有关turtle的相关使用请参考《python图形绘制库turtle中文开发文档及示例大全》
本篇文为turtle库的实现剖析,但不涉及 python 的 TK库。
开始
入口探寻
在turtle中,直走是使用 forward 或者 fd 函数;在本机安装好了 turtle 库后,在以下的目录下找到了 turtle.py 文件:
我们先从常规的方式从入口开始探究turtle库的基本实现;新建一个turtle对象:
tt=Turtle()
在文件中找到 class Turtle:
class Turtle(RawTurtle):
"""RawTurtle auto-creating (scrolled) canvas. When a Turtle object is created or a function derived from some Turtle method is called a TurtleScreen object is automatically created. """
_pen = None
_screen = None
def __init__(self,
shape=_CFG["shape"],
undobuffersize=_CFG["undobuffersize"],
visible=_CFG["visible"]):
if Turtle._screen is None:
Turtle._screen = Screen()
RawTurtle.__init__(self, Turtle._screen,
shape=shape,
undobuffersize=undobuffersize,
visible=visible)
从注释中可以的到此类将会自动创建 TurtleScreen 对象以及 canvas,这一点在 __init__ 方法中有代码过程;之后调用了 RawTurtle 的 __init__ 创建 turtle的动画部分,实现如下:
screens = []
def __init__(self, canvas=None,
shape=_CFG["shape"],
undobuffersize=_CFG["undobuffersize"],
visible=_CFG["visible"]):
if isinstance(canvas, _Screen):
self.screen = canvas
elif isinstance(canvas, TurtleScreen):
if canvas not in RawTurtle.screens:
RawTurtle.screens.append(canvas)
self.screen = canvas
elif isinstance(canvas, (ScrolledCanvas, Canvas)):
for screen in RawTurtle.screens:
if screen.cv == canvas:
self.screen = screen
break
else:
self.screen = TurtleScreen(canvas)
RawTurtle.screens.append(self.screen)
else:
raise TurtleGraphicsError("bad canvas argument %s" % canvas)
screen = self.screen
TNavigator.__init__(self, screen.mode())
TPen.__init__(self)
screen._turtles.append(self)
self.drawingLineItem = screen._createline()

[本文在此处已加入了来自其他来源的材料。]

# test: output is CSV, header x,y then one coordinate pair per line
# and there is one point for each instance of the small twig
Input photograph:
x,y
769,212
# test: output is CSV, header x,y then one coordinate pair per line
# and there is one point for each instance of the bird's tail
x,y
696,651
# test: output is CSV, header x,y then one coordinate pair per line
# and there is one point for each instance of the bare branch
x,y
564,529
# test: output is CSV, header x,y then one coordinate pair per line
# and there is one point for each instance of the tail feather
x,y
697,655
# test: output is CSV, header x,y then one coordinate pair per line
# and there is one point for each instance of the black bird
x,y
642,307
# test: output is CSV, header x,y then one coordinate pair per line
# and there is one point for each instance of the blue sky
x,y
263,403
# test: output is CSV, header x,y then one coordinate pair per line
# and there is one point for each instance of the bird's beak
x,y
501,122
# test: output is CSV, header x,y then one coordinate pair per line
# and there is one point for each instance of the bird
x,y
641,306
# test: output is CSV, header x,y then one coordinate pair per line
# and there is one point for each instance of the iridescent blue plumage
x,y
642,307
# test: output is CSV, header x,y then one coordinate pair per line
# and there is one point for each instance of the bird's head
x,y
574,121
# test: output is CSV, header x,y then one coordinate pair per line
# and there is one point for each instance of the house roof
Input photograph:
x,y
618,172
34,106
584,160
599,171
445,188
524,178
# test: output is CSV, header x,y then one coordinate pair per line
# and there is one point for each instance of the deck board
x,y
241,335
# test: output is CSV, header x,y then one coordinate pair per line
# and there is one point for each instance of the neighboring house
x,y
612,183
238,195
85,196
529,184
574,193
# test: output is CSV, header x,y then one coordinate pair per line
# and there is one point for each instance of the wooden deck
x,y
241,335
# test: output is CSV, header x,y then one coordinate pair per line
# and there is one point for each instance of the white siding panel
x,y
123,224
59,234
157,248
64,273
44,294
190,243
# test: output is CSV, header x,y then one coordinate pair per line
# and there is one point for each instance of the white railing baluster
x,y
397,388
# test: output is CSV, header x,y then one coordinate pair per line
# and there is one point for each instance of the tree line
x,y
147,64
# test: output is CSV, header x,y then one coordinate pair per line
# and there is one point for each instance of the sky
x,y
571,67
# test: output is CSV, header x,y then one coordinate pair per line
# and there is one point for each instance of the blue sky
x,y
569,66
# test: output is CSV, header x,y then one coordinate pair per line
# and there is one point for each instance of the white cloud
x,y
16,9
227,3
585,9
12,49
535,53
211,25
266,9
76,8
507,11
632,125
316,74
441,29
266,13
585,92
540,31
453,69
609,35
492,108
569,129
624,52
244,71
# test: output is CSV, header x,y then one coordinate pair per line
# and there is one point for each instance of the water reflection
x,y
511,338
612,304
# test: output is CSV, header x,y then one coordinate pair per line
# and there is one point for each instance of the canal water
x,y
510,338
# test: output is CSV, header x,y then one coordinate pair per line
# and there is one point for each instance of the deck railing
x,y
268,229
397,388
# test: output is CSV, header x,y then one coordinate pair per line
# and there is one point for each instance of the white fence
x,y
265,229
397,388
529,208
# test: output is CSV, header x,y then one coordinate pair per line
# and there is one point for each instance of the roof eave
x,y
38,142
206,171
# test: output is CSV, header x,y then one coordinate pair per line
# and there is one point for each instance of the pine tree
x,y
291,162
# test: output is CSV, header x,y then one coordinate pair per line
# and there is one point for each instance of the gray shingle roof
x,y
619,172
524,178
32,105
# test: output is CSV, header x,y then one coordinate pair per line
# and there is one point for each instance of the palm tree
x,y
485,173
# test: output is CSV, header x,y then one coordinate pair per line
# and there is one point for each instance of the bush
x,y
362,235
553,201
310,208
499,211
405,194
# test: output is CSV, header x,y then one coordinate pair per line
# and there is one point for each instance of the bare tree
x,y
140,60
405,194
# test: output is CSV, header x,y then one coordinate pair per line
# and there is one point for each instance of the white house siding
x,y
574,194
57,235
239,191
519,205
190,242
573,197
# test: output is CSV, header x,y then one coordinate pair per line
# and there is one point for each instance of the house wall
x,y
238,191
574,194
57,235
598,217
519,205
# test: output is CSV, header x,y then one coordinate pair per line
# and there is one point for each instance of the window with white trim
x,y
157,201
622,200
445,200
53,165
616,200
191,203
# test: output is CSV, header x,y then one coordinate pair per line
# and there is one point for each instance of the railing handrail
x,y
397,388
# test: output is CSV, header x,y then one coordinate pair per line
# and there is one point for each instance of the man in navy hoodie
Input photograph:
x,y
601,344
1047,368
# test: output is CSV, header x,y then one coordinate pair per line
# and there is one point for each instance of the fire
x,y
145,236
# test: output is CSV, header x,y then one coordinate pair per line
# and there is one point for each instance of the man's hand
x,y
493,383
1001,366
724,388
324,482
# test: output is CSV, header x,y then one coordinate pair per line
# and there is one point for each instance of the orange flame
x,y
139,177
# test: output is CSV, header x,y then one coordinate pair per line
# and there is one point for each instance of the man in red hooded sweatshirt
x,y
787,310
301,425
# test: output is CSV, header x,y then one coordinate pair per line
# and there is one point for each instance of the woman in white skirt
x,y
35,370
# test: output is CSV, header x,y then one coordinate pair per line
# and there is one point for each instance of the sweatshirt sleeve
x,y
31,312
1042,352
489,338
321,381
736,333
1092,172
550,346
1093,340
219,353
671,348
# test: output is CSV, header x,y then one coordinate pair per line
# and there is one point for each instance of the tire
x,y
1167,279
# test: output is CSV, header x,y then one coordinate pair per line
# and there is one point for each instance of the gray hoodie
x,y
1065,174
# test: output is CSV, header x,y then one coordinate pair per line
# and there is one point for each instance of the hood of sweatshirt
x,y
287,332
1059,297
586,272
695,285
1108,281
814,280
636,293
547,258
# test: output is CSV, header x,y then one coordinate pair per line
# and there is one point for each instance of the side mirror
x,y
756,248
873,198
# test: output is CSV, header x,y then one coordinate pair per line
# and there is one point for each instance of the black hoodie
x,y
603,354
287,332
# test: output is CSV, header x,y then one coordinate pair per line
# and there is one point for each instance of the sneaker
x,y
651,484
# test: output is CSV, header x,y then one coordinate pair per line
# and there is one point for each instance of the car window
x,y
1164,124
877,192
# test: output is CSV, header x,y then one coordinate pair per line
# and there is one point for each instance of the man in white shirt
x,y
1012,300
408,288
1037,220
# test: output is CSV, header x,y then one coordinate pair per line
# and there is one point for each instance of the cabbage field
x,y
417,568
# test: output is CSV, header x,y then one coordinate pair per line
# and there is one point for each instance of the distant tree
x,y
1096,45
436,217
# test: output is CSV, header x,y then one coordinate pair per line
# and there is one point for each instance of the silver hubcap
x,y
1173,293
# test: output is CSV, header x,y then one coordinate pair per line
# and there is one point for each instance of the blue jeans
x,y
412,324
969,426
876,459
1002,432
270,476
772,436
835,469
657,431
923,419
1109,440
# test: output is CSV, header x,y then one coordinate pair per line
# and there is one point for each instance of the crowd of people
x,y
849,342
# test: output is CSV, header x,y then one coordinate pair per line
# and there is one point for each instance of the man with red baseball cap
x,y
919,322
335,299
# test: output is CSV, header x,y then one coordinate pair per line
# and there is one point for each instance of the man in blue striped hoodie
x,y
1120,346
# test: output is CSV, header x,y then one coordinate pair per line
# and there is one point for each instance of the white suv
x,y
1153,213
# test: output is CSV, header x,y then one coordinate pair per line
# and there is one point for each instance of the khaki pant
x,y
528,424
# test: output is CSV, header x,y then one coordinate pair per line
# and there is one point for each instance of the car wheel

self.turtle = _TurtleImage(screen, shape)
self._poly = None
self._creatingPoly = False
self._fillitem = self._fillpath = None
self._shown = visible
self._hidden_from_screen = False
self.currentLineItem = screen._createline()
self.currentLine = [self._position]
self.items = [self.currentLineItem]
self.stampItems = []
self._undobuffersize = undobuffersize
self.undobuffer = Tbuffer(undobuffersize)
self._update()
创建完一个turtle对象后,调用一下 forward 函数画一根线段。
我们打开 turtle 文件,按照一般形式的函数定义,查询 forward 函数的定义:
从注释中了解到,调用函数可以使用 forward | fd ,参数为传入一个距离;具体使用方法请参考文章头标注的文章,在这里并不做太多解释。
在 forward 函数底部,发现调用了 _go 方法:self._go(distance) 。查看 _go 方法:
def _go(self, distance):
"""move turtle forward by specified distance"""
ende = self._position + self._orient * distance
self._goto(ende)
在 _go 方法中,传入了 距离,并且 ende 赋值为 self._position + self._orient * distance ,先搞懂 _position 、_orient 、distance 这几个成员是什么东西。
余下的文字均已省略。